SOS Health Care brought the program to Horry County in 2007. Since then the group has fundraised and coordinated with law enforcement to ensure Project Lifesaver’s success.

She said they currently have 20 clients enrolled in the project through SOS Health Care – four have Alzheimer’s and the remainder are autistic children – but there may be more enrolled through Horry County.

She admitted there have been some problems with resistant elderly patients who cut the transmitter bands off, but SOS has encountered no problems with children and the bands.

Although the cost is high, Clement said SOS has had a lot of fundraising success so no clients have to pay for their enrollment: “So far we’ve done really well. People believe in it and they donate to it.”

She expects the same would happen if implemented in Dorchester County, and said she believes “it’s a really great program” for the area.

The experiential benefits and recommendations from expert organizations have created a long list of support for implementing the project in Dorchester County, and yet many local Project Lifesaver hopefuls said they’ve had a hard time getting law enforcement on board.

“Not only is [Project Lifesaver] not in place, but we seem to be getting nowhere,” Jeter said. “I know that you can’t implement it immediately, but I was just surprised that we couldn’t get in touch with anybody who would even want to discuss it with us.

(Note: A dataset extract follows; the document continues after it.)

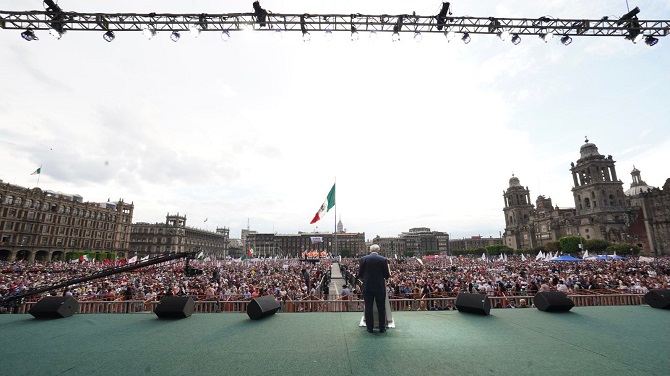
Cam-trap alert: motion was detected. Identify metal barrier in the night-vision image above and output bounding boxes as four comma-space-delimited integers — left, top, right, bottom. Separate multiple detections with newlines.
6, 294, 646, 314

And it’s not just me, there’s a group of us.

“It kind of amazes me, we’ve chipped our pets to make sure to keep our animals safe but when it comes to our children we’re not taking any steps that we need to make sure our children and most vulnerable citizens are safe.”

However, when the Journal Scene talked with Dorchester County Sheriff’s Office they seemed to be aware of the project and up to speed on its benefits.

Chief Deputy Sam Richardson said the sheriff is interested in the program: “If we even have one child, that’s enough of a concern,” he said.

Sheriff L. C. Knight also expressed interest in the program, but said DCSO won’t implement anything until the office has proper resources to manage it.

“We’ve been out and searched for a person for hours, so we’d be very interested [in participating], it’s just a matter of working out how we can do it and make it work in a professional manner,” he said. “I don’t want to adopt it and then not have a person here to run it.”